Да, но «закат» Запада это все‐таки не беспросветная ночь. И Л. Видгоф, с присущей ему прямотой, совершенно правильно толкует эту метафору:
«Черное солнце», солнце ночи, – это не метафора временного или периодического «заката», Оно взошло над Ерусалимом две тысячи лет назад, когда иудеи не приняли и не признали животворного солнца христианства. С тех пор они живут в вечной тьме, и поэт говорит о себе:
И, конечно, эта ночь не имеет географических координат – она не на Западе и не на Востоке, ее координаты культурно‐исторические, она бросает якоря в глухих созвездьях Зодиака. Так почему «Зодиака»? Да потому что двенадцать колен Израиля связаны со знаками Зодиака с глубокой древности.
В книге В. В. Емельянова «Ниппурский календарь и ранняя история Зодиака» анализируются тексты, относящиеся к шумерскому календарю города Ниппура (в одном из шумерских гимнов он назван «С Небом обнявшимся»). Календарь был принят семитскими народами, волнами набегавшими на Междуречье и создававшими там свои государства, а затем распространился по всей территории Ближнего Востока. «Если в III тыс. он был одним из местных календарей Шумера, то уже в начале II тыс. был принят в качестве единого календаря всей Вавилонии. Впоследствии на основе Ниппурского календаря был создан семитоязычный вавилоно‐ассирийский календарь, послуживший образцом еврейского и сирийского календарей»519.
Календарное разделение года на сезоны и месяцы связано с системой ритуалов и праздников, и эти месяцы и сезоны получают ритуальную символику. «В сознании шумеров НебоАн чаще всего ассоциировалось с Быком, оплодотворяющим Землю дождями; жаркие летние месяцы имели своим покровителем Льва; символика зимних месяцев связана с Водой и Рыбами (солнце садится на воду). Можно предположить, что в ранней иконографии Двуречья Лев, побеждающий Быка, означает смену сезонов года»520. Создание календаря неотделимо от астрономических наблюдений, так что сезоны и месяцы стали связываться с определенной группой звезд и названия месяцев стали именами созвездий. Раши (1040–1105), авторитетнейший из комментаторов Книги Книг, называет созвездия «слугами» месяцев. Созданная семантическая система «после гибели шумерской цивилизации оказалась необходима другим народам Ближнего Востока для унификации представлений о времени. <…> Ближневосточная и европейская астрология сделала зодиакальные образы значимыми, расширив поле интерпретации знаков, но вся совокупность их значений по‐прежнему может быть сведена к тем простейшим функциям и обрядам, которые существовали еще в Шумере III тыс»521. А Авраам, как известно, вышел из Шумера…

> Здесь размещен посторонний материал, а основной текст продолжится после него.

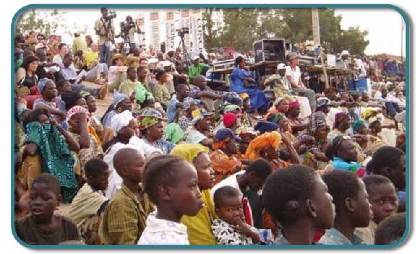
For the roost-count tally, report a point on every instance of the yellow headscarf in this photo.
(188, 151)
(272, 139)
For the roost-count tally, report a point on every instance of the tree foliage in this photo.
(244, 26)
(35, 21)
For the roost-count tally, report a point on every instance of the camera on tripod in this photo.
(111, 15)
(183, 31)
(125, 27)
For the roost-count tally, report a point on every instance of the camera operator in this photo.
(105, 29)
(128, 29)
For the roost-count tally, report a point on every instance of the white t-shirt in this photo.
(163, 232)
(294, 74)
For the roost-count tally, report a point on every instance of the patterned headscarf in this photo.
(174, 133)
(189, 151)
(272, 139)
(75, 110)
(147, 121)
(42, 83)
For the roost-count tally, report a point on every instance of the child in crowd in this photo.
(384, 200)
(391, 229)
(172, 184)
(230, 228)
(87, 207)
(352, 207)
(42, 226)
(298, 200)
(125, 217)
(390, 162)
(199, 225)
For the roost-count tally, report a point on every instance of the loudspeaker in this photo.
(270, 50)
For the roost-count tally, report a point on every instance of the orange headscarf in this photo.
(272, 139)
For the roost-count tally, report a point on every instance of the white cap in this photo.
(281, 66)
(345, 53)
(40, 46)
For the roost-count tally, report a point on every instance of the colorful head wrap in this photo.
(272, 139)
(294, 105)
(75, 110)
(357, 125)
(174, 133)
(276, 118)
(189, 151)
(42, 83)
(264, 126)
(339, 117)
(229, 119)
(121, 120)
(118, 98)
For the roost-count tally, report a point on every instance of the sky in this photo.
(384, 26)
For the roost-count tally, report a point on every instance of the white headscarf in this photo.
(121, 120)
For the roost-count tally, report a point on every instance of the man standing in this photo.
(105, 30)
(293, 76)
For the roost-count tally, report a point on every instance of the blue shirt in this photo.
(334, 237)
(340, 164)
(171, 109)
(237, 77)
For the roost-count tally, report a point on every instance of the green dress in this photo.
(56, 157)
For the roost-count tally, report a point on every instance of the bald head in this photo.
(125, 159)
(200, 81)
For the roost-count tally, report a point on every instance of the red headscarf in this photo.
(293, 105)
(229, 119)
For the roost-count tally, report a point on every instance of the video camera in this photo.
(111, 15)
(125, 27)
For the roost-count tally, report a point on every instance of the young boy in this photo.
(230, 228)
(352, 207)
(87, 207)
(384, 200)
(251, 179)
(199, 225)
(42, 226)
(390, 162)
(125, 217)
(172, 184)
(299, 201)
(391, 229)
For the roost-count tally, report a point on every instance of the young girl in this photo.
(230, 228)
(172, 185)
(298, 200)
(42, 226)
(352, 207)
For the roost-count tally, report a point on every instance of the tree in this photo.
(42, 23)
(244, 26)
(353, 40)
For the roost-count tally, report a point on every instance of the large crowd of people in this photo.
(175, 158)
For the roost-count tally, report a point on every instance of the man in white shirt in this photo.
(293, 76)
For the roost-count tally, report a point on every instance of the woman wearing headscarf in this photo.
(120, 103)
(199, 226)
(296, 122)
(49, 99)
(124, 125)
(267, 146)
(54, 145)
(341, 126)
(223, 157)
(242, 82)
(78, 118)
(343, 154)
(151, 128)
(375, 141)
(28, 85)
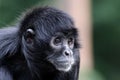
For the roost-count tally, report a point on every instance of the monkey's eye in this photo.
(70, 41)
(57, 40)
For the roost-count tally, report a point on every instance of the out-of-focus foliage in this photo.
(10, 9)
(106, 16)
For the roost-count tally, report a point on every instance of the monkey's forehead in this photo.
(46, 16)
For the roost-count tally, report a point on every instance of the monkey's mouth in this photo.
(63, 65)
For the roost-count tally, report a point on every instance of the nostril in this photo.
(67, 53)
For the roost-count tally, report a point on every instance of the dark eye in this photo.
(70, 41)
(57, 40)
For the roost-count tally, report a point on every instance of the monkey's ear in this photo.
(29, 35)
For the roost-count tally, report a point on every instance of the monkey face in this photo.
(62, 56)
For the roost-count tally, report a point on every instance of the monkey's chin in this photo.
(63, 67)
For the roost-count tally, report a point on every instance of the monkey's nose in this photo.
(67, 53)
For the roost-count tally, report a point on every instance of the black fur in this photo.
(21, 61)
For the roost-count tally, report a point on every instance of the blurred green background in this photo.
(106, 30)
(106, 37)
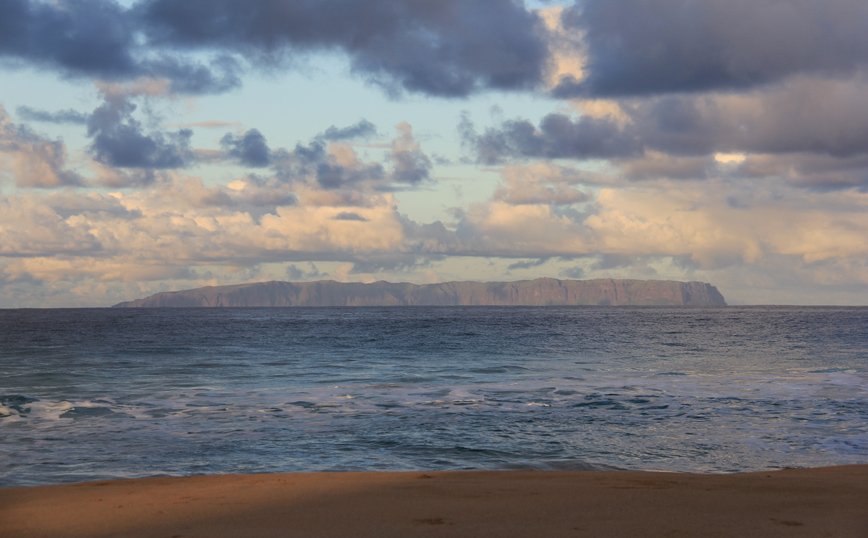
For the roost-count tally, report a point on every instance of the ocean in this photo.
(88, 394)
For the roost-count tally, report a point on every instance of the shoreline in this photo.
(827, 501)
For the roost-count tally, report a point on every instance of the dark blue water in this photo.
(100, 393)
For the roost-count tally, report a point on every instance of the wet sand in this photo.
(830, 501)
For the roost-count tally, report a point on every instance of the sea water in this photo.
(115, 393)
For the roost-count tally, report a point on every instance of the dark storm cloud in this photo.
(250, 149)
(362, 129)
(98, 38)
(805, 116)
(38, 161)
(640, 47)
(91, 37)
(557, 137)
(61, 116)
(446, 48)
(120, 140)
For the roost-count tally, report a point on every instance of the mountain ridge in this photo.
(538, 292)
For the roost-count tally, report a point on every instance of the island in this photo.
(539, 292)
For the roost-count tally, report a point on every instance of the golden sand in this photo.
(812, 503)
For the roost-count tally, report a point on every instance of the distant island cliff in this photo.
(539, 292)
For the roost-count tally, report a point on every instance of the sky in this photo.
(156, 145)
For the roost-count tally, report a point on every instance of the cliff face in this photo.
(539, 292)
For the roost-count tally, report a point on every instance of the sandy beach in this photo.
(830, 501)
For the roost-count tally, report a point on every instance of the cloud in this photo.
(529, 264)
(410, 164)
(362, 129)
(36, 161)
(540, 184)
(61, 116)
(349, 215)
(557, 137)
(635, 47)
(250, 149)
(101, 39)
(119, 140)
(449, 48)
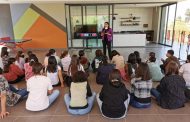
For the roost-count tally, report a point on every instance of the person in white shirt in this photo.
(54, 72)
(51, 52)
(41, 93)
(185, 72)
(65, 60)
(118, 60)
(20, 61)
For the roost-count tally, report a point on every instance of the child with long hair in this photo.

Так что неудивительно, что в еврейской традиции двенадцать «колен израилевых» (по числу месяцев) оказались связаны со знаками Зодиака. В Книге Чисел (2; 1–33) дано описание лагеря евреев вокруг сооруженной по указаниям Моисея Скинии Завета: «И так сказал Господь Моисею и Аарону: Каждый при знамени своем со значками отчего дома их да стоят сыны Израиля станом; поодаль от шатра соборного стоять им станом вокруг (подчеркнуто мной –
Так что несомненно: смысл строк стихотворения «Где ночь бросает якоря/В глухих созвездьях Зодиака» означает – ночь бросает якоря в стане Израиля. И эпитет «глухих»523 подкрепляет эту версию.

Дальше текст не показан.